Moody's downgrades outlook for Indian banks   2011-11-09 19:53:51FeedbackPrintRSS

NEW DELHI, Nov. 9 (Xinhua) -- Global rating agency Moody's has downgraded the outlook for Indian banks from stable to negative, said local media reports Wednesday.
The rating agency said the asset quality of various banks of India could deteriorate in the next 18 months due to high inflation, monetary tightening policy of India's central bank and rising interest rates.
"India's economic momentum is slowing because of high inflation, monetary tightening, and rapidly rising interest rates," Vineet Gupta, Moody's vice president and senior analyst, was quoted as saying by Indo-Asian News Service.

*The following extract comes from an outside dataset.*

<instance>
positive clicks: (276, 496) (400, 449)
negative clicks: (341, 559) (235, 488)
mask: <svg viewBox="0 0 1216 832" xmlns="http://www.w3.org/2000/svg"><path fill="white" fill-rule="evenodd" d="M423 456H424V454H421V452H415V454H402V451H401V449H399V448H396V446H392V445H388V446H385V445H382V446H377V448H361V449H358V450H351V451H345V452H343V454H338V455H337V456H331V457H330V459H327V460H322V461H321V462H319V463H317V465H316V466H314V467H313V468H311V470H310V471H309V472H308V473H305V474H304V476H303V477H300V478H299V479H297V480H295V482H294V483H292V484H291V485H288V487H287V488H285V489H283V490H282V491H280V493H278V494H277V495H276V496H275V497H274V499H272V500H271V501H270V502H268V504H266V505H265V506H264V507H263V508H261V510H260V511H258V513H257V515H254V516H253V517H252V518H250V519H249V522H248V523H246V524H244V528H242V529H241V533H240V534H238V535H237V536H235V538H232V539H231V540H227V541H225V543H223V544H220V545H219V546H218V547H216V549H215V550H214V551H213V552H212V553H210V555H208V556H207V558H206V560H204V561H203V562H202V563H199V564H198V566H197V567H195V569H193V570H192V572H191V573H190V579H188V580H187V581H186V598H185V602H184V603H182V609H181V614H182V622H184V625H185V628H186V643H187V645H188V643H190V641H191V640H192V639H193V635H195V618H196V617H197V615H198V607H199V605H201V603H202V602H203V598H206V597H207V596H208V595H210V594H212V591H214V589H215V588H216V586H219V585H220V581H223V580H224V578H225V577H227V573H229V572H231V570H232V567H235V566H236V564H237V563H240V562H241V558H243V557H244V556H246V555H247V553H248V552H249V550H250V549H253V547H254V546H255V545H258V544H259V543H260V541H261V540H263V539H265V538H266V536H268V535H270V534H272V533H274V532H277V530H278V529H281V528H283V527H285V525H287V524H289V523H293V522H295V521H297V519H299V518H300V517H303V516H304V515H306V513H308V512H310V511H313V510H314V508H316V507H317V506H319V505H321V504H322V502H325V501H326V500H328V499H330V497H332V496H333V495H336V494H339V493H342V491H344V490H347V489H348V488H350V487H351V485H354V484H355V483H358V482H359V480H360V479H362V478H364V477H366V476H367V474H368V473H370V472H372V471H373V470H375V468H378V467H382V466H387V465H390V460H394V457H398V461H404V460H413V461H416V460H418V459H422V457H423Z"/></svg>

"At the same time, concerns have emerged over the sustainability of the recovery in the U.S. and Europe, and rise in the borrowing program of the Indian government, which could drain funds away from private credit market," Gupta said while releasing Moody's latest outlook for the Indian banking system in Mumbai.
Moody's rates 15 commercial banks in India, including biggies like State Bank of India (SBI) and private lender ICICI Bank, which together account for about 66 percent of the system's total assets as of March 2011. Indian banking is dominated by state- owned lenders which account for around 75 percent of the market in asset terms.
It had in October downgraded the rating of the country's largest lender SBI.